De confrontatie (pas op: SPOILER) volgt als Marlin en Dory zijn opgeslokt door een walvis. Op dat moment ziet Marlin al zijn hoop om Nemo te redden in rook opgaan. Er is geen kans meer zijn zoon terug te zien. Hij moet zijn droom opgeven. Hij kan haar niet meer verwerkelijken. Keer op keer stort hij zich tegen de baleinen, tevergeefs (terwijl Dory zich door de golfslag in de walvismuil laat voortdeinen). Er is hier een vergelijking mogelijk met de bijbelse profeet Jona, die ook in de walvis tot de ontdekking kwam dat er een grens was aan zijn controle, dat zijn macht beperkt was, en dat hij afhankelijk was van iets of iemand anders. In dit geval is het Dory die in contact staat met de walvis. Hoewel Marlin het niet gelooft, verstaat zij wat het grote, onbegrijpelijke wezen (waar ze zich op dat moment binnenin bevinden!) tegen hen zegt. Hangend aan de enorme tong, het gat van de keel onder hen, zegt Dory dat het tijd is om los te laten. Dat wil zeggen om te vertrouwen. "Maar hoe weet je dan dat er niet iets ergs gebeurt?", wil Marlin weten. "Dat weet je niet", zegt Dory. En ze laten los. Hun vertrouwen wordt niet beschaamd, de walvis heeft hen afgezet in de haven van Sydney (waar ze bovendien ook nog eens moeten vertrouwen op een shabby pelikaan).
Net zo moeten wij leren te vertrouwen op God. We kunnen niet zelf de verantwoordelijkheid dragen voor ons leven, de vervulling van onze verlangens, de veiligheid van onze geliefden, de noden en pijn van de wereld, de stabiliteit van ons werk. We hebben die dingen niet onder controle. We hebben niet eens onze eigen gezondheid onder controle (we kunnen haar wel beïnvloeden natuurlijk, maar niet met honderd procent garantie). We zijn in zekere zin overgeleverd. Aan de elementen? Dat zou hopeloos zijn. Aan God dan? Ik geloof van wel. De weg naar vrijheid is onze verantwoordelijkheid los te laten en te doen wat hij zegt: hetzelfde wat de walvis zei: vertrouwen! Weten we dan dat ons niets ergs zal overkomen? Nee. Ik geloof niet in welvaartsevangelie. Sterker nog, we kunnen er zeker van zijn dat ons erge dingen zullen treffen.
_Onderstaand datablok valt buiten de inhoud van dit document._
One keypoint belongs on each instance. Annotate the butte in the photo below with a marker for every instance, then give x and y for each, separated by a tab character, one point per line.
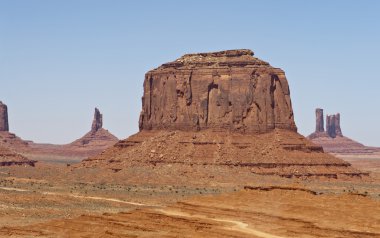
222	114
333	141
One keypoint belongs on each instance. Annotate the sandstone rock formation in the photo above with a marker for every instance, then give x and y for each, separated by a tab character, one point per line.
333	126
333	141
226	90
8	157
210	114
97	139
319	127
4	126
97	123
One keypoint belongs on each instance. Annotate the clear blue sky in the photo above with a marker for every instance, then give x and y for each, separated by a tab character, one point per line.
60	59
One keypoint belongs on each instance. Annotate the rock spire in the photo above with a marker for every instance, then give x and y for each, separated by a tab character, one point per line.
4	126
97	122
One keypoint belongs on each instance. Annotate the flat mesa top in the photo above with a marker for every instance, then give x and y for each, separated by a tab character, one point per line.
219	59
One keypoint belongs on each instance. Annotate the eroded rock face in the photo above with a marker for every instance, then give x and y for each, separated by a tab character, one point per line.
97	123
333	125
4	126
319	125
224	91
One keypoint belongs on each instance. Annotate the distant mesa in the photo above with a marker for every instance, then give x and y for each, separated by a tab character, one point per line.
92	143
332	139
227	90
333	129
213	114
8	140
9	157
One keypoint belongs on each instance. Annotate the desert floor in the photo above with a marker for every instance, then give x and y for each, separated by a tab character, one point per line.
56	200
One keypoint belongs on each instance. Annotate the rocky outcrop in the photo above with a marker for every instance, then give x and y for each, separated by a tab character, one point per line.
333	141
227	90
97	122
9	157
201	120
96	140
4	126
319	125
333	126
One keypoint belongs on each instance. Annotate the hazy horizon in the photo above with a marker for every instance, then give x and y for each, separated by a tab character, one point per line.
60	60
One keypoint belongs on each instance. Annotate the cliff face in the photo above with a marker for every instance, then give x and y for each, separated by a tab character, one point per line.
4	126
227	90
333	126
333	141
201	118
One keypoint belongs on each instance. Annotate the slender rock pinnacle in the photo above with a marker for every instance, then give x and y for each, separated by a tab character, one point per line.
4	126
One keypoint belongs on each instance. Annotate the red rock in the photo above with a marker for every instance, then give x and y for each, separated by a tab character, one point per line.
319	120
227	90
97	123
4	126
201	117
333	141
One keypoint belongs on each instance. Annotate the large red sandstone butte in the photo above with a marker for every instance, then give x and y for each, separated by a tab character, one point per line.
227	90
211	114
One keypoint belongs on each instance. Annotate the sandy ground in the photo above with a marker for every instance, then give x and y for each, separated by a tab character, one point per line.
54	200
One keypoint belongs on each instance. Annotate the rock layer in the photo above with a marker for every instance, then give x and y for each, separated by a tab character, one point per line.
4	126
201	119
227	90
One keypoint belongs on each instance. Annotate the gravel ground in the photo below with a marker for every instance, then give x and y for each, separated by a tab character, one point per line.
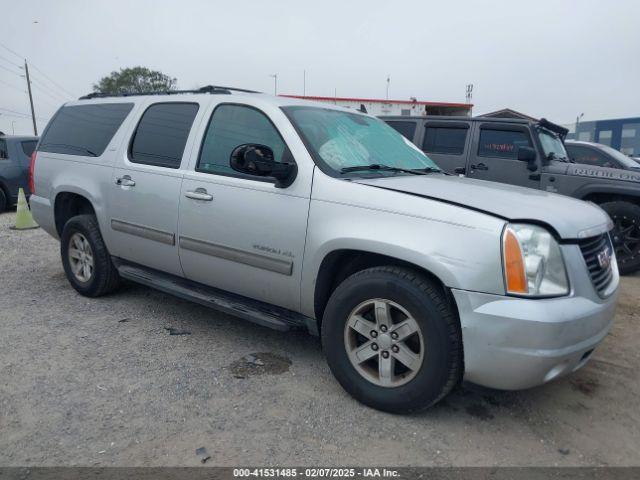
141	378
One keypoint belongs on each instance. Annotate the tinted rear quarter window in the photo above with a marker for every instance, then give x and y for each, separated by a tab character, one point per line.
406	129
29	147
162	134
445	140
502	143
84	129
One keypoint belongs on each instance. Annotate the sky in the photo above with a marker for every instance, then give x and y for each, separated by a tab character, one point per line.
554	59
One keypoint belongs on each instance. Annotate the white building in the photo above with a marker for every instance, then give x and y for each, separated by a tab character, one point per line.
410	108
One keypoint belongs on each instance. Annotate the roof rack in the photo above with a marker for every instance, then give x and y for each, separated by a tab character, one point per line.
212	89
560	130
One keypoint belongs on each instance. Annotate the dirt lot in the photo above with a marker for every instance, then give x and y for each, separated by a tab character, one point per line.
142	378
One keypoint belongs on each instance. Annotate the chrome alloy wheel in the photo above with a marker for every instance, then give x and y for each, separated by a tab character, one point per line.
384	342
80	257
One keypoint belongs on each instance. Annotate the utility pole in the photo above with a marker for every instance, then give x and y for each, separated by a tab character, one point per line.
578	118
33	113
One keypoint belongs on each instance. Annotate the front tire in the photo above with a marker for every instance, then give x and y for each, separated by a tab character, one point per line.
625	234
85	258
392	339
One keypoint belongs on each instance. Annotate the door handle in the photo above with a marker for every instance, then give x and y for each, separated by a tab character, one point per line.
480	166
199	194
125	181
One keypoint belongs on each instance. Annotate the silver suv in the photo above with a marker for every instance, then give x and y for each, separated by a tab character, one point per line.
295	214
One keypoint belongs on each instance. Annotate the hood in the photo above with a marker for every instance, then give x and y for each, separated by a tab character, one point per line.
570	218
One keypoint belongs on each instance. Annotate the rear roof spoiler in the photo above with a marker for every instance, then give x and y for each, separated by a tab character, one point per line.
561	131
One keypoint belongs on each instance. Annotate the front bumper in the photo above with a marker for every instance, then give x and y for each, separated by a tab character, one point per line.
514	343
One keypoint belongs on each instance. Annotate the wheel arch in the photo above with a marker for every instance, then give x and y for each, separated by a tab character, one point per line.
339	264
68	204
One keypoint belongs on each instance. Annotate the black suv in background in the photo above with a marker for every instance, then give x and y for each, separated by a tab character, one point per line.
15	155
590	153
531	154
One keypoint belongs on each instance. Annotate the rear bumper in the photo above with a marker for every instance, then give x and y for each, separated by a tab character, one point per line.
514	343
42	212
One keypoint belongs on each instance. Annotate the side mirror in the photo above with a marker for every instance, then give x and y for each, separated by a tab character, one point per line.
257	160
528	154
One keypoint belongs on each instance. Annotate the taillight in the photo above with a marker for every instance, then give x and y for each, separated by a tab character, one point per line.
32	167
Maar met de verzoeking zal God ook de uitkomst geven. We kunnen erop vertrouwen dat de uiteindelijke controle zich bij hem bevindt. Dan zijn we niet meer in de greep van angst voor onze omgeving, paniek om de toekomst, en de controle en verslaving die daar het gevolg van is. Dan kunnen we als een Dory elke situatie zien als een nieuwe uitdaging, waar de uiteindelijke afloop aan God is overgelaten.
Wat deze interpretatie voor mij bevestigde was de scene met de haaien in het begin van de film. Die is namelijk duidelijk geinspireerd op de twaalf stappen-programma's van de Anonieme Alcoholisten en dergelijke. En deze programma's zijn gebaseerd op het vertrouwen.
Van Wikipedia:
These are the original Twelve Steps as published by Alcoholics Anonymous:[10]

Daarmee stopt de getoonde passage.